Lately I’ve been eating a lot.

My mother does nothing to help the fact that I need to lose weight. In fact, she’s ecstatic that I am so hungry all the time. Earlier I’d eat two square meals a day just to keep her vocal cords safe. But now, I’m beginning to think she’s taking advantage of that.

For example, she has started serving me Bournvita in the mornings every day before I go to school. Healthy, okay, but I’m almost 18- I don’t need to feel like Hrithik Roshan from Koi Mil Gaya. Clearly Bournvita didn’t help his wits much. What I really need is an abandoned alien like Jaadu to bless me with supernatural intelligence because I am also a sad intellectually-challenged kid with not much of a future to look forward to.

Somebody really needs to explain this to mum, because I’m clearly not doing a very good job at it.

I wish I knew what was wrong with me, but I’ve realized I’m just going through a phase that astrologers would say is the fault in my stars. I’ve been having the worst month, in every aspect. I’ve been arguing with a lot of people I care about, getting into major trouble for minor things, and getting irritable for things as small as not remembering the lyrics to the petty song “MiMiMi” by Serebro. But then, I suppose that isn’t a very small thing, as the song pretty much consists of only “mimimimimimimimimimimimimimi” with a catchy tune.

Either way, this afternoon, I had to loosen my belt a little, and I realized that I really needed to go to the gym more than once every 15 days. So I made up my mind, and prepped myself up. I told myself, “I will not sleep after lunch today, I will go to the gym, and I will definitely not finish my bag of Maltesers in one go.”

4 hours later, I’m sitting here with my bag of Maltesers, which despite my scruples I will still not let go off, trying to find an excuse to explain to my mother why I skipped gym again today.

I would say that I appreciate my mother’s concern when it comes to my gym subscription: she does manage to remind me every single day that we have paid the trainer for three months, and that I should get off my lazy bum and do something about it.

However, I did not register for the gym alone. My mother has a subscription too, and she goes to the gym only once every 8 weeks- at my coercion.

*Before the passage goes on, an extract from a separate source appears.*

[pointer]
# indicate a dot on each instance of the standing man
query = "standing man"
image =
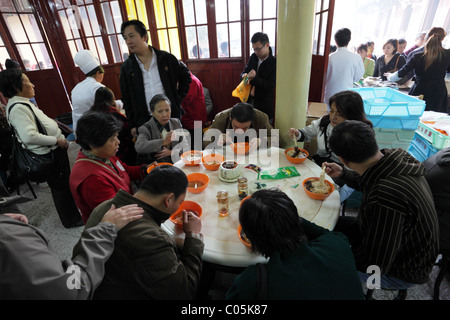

Now that I think about it, she is probably a major causative factor to my laziness. My mother is very anti-exercise, when she should be pushing me to go to the gym with bursting enthusiasm (in order for me to actually want to go myself.)

Moving on to the actual purpose of this post, which I’m not even sure is a purpose at all, here are some excuses I found helpful to explain why I cannot go to the gym:

  1. Something to do with the weather, mum. I think it’s making me lazy.
  2. I ate too much, it’ll be unwise to exercise right now.
  3. The instructor called to say that the gym will be closed today.
  4. I’m exhausted today- I haven’t slept properly in days.
  5. Ehn. It’s too late now, maybe tomorrow.
  6. I might have tuition early today. (I won’t.)
  7. I have a test tomorrow, I need to study for it!
  8. I just wrote a test, WILL YOU LET ME RELAX FOR A MOMENT? Jesus Christ, you’re so jumpy.
  9. I’ll only go if you come with, mum. (Hence we end up not going. :)) I’m so clever.)
  10. It’s raining. (This often works because my mum is too lazy to actually go and check if it is, in fact, raining.)
  11. It’s my time of the month. ‘Nuff said.
  12. I swear I will go tomorrow, I completely forgot to add it to my schedule for today.
  13. I can’t find my gym slacks.
  14. My shoes are wet from the rain.

I only have 14 at the moment, because I tend to finally drag myself to the gym on the 15th day, after which I repeat the same cycle of excuses. It isn’t even that I’m lazy- once I’m at the gym, I’m a ball of energy. I just don’t like the idea of having to step out of my bed once I’m in it.

I wish I was helpful with the excuses, although I probably wasn’t- it is easier to make excuses to my mother about the gym, because she feels the same way about it.